Automate monitoring with the Terraform Datadog provider
Datadog is a cloud monitoring platform that integrates with your infrastructure and gives you real-time visibility into your operations. With the Datadog Terraform provider, you can create custom monitors and dashboards for the resources you already manage, with or without Terraform, as well as new infrastructure automatically.
In this tutorial, you will deploy a demo Nginx application to a Kubernetes cluster with Helm and install the Datadog agent across the cluster. The Datadog agent reports the cluster health back to your Datadog dashboard. You will then create a monitor for this cluster in Terraform.
Prerequisites
This tutorial assumes you are familiar with the standard Terraform workflow. If you are unfamiliar with Terraform, complete the Get Started tutorials first.
For this tutorial, you will need:
- a Datadog trial account
- Terraform 1.1+
- an EKS cluster
Provision Kubernetes
Complete the provision an EKS cluster tutorial and do not destroy your cluster.
Get Datadog API credentials
Once you have signed up for your Datadog trial, you need to retrieve your API and Application keys.
Log into your Datadog account and navigate to the API Keys section on the Organization Settings page.
Your API key is automatically generated and is obscured for security. Click on the API key to show more information, then click Copy. Save this somewhere safe.
To generate an application key, click the Application Keys on the Organization Settings page.
Click New Key, type in "Terraform" as your new application key name and click Create Key.

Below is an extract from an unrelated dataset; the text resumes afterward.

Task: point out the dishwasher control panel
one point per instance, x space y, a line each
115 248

Click Copy and save the key somewhere safe.
These keys are the credentials Terraform will use to create monitors and dashboards on your behalf. Together, they give full access to your Datadog account, so treat them like a password and do not share or check them into version control.
Clone the example repository
Ensure that you are not inside the learn-terraform-provision-eks-cluster
you
created in the EKS cluster tutorial. Then clone the configuration for this
tutorial.
$ git clone https://github.com/hashicorp/learn-terraform-datadog-local.git
Change into the repository directory.
$ cd learn-terraform-datadog-local
Deploy your Kubernetes application
Open the terraform.tf
configuration. This file lists the minimum versions of your Datadog, Helm, AWS, and Kubernetes providers, and the minimum version of Terraform.
Open kubernetes.tf
in your file editor. This tutorial will walk you through each block.
The kubernetes_namespace
block declares your new namespace, which is named after the beacon
image that the rest of the tutorial will use.
resource "kubernetes_namespace" "beacon" { metadata { name = "beacon" }}
Update the configuration to read your Terraform state from your EKS deployment. Select the HCP Terraform tab if you deployed your cluster using HCP Terraform. If you deployed your cluster using Terraform Community Edition, choose the Terraform Community Edition tab.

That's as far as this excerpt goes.